Joel Levine
Professor Emeritus
John S. Toll Professor
PhD, Washington University
Member, Stony Brook Glial Network
Life Sciences Building
Office: Room 514
Lab: Room 521
Phone: (631) 632-8642
Fax: (631) 632-6661
DR. LEVINE'S LAB IS NO LONGER ACCEPTING STUDENTS. THANK YOU FOR YOUR INTEREST.
Training
Joel Levine attended the University of Pennsylvania and received a B.A. degree in
English in 1966. He attended Washington University and received a Ph.D. in Neural
Sciences in 1980. He was a Postdoctoral Fellow at The Salk Institute from 1980 to
1983 and a Research Associate in the Molecular Neurobiology Laboratory at the Salk
Institute from 1983 to 1984. He joined the Department of Neurobiology and Behavior
at Stony Brook in 1984 as Assistant Professor. He was promoted to the rank of Associate
Professor with tenure in 1990 and to Full Professor in 1998. From 2001 to 2007 he
served as Associate Editor for the Journal of Neuroscience. He has been a member of
the Society for Neuroscience since 1984.
Research Interests/Expertise
Glial cells are the most numerous and most poorly understood component of the central
nervous system.
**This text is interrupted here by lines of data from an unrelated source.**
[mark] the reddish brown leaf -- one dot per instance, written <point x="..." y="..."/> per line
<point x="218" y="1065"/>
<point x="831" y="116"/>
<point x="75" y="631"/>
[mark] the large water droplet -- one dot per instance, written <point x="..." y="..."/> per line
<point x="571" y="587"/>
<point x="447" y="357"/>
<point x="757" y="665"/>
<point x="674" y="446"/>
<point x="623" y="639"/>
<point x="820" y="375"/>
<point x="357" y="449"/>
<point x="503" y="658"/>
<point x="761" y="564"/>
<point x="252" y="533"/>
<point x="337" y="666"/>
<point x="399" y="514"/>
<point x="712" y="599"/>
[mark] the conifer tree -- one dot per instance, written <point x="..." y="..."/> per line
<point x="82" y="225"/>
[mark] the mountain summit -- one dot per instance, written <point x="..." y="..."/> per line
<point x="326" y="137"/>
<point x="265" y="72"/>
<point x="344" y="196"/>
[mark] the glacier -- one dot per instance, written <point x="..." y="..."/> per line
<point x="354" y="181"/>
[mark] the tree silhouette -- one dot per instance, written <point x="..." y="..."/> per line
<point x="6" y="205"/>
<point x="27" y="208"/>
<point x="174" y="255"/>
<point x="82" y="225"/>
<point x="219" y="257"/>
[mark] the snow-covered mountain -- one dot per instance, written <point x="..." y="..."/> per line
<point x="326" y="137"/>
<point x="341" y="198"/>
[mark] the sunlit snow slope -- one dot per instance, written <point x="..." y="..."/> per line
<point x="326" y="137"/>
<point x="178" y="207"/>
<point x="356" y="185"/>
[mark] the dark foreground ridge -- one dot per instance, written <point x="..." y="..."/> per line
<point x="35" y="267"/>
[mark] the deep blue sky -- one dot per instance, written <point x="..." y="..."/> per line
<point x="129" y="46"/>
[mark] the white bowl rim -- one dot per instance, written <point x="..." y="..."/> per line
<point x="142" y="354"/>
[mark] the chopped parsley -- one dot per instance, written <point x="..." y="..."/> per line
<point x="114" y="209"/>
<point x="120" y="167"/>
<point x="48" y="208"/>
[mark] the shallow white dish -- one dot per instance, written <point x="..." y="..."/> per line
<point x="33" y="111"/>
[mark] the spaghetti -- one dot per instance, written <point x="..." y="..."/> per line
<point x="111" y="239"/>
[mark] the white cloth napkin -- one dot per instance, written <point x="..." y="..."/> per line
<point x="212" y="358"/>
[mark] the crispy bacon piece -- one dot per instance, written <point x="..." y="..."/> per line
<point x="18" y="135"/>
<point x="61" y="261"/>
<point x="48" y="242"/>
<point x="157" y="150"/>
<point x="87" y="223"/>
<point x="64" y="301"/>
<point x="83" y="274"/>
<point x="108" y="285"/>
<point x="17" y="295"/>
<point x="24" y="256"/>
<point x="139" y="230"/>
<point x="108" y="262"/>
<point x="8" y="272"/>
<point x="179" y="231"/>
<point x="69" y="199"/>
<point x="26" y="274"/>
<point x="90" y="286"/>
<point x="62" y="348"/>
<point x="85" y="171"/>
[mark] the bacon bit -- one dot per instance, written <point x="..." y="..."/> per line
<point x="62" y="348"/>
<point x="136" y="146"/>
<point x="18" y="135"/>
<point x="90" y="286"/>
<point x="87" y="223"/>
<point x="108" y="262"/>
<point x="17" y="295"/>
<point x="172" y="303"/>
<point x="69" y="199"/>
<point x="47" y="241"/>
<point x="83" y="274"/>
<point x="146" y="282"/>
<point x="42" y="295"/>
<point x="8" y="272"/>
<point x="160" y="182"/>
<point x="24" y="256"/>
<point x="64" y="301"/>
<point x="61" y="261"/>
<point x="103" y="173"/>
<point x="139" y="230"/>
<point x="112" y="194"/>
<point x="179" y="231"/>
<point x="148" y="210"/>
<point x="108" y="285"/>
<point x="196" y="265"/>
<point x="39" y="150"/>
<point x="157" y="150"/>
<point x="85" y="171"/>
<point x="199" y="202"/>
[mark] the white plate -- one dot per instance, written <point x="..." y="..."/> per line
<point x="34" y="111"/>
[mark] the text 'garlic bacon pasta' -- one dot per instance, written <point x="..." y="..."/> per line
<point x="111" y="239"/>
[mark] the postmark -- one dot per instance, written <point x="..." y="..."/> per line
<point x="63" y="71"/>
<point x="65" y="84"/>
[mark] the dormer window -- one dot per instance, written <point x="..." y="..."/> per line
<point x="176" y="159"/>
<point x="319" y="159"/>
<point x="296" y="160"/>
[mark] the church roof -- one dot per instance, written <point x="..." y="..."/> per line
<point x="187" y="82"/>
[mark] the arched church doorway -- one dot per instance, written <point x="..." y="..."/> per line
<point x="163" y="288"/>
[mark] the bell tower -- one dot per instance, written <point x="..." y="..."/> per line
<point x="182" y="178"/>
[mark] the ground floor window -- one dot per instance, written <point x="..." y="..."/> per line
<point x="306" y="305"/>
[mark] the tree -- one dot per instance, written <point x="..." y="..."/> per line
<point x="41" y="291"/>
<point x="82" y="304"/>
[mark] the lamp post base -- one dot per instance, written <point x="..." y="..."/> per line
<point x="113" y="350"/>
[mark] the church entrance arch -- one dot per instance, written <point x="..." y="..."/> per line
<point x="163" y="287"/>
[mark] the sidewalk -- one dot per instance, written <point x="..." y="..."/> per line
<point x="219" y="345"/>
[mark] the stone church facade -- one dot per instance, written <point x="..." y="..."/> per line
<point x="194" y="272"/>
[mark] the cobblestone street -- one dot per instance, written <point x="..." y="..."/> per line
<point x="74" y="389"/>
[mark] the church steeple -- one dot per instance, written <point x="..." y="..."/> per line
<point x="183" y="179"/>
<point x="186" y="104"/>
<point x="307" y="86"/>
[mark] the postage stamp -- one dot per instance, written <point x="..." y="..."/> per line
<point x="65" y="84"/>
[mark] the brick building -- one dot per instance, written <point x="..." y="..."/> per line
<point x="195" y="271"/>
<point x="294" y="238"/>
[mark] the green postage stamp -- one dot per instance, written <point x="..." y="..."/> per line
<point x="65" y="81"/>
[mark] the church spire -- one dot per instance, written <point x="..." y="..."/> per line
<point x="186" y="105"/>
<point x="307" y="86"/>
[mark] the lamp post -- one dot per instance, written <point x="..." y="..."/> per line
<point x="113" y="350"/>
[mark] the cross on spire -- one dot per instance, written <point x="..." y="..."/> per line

Traditionally, they have been thought of as a "glue-like" substance
providing nutritive and metabolic support to neurons. We know now that glia are a
highly diverse and dynamic population of cells actively involved in all aspects of
neuronal function ranging from guiding axons to their targets during development to
regulating synaptic development, transmission and plasticity in the adult. Glia also
play important roles in many diseases. Our research pioneered studies of oligodendrocyte
precursor cells (also known as NG2 cells) in developing and adult animals. Recent
studies have been aimed at understanding 1) the functions of oligodendrocvte precursor
cells in spinal cord injury and repair, 2) how molecules secreted by NG2 cells act
to inhibit or prevent axon growth, 3) mechanisms that regulate the differentiation
of NG2 cells into myelin-forming cells in animal models of multiple sclerosis, and
4) the epigenetic regulation of cell fate and plasticity in developing and adult oligodendrocytes.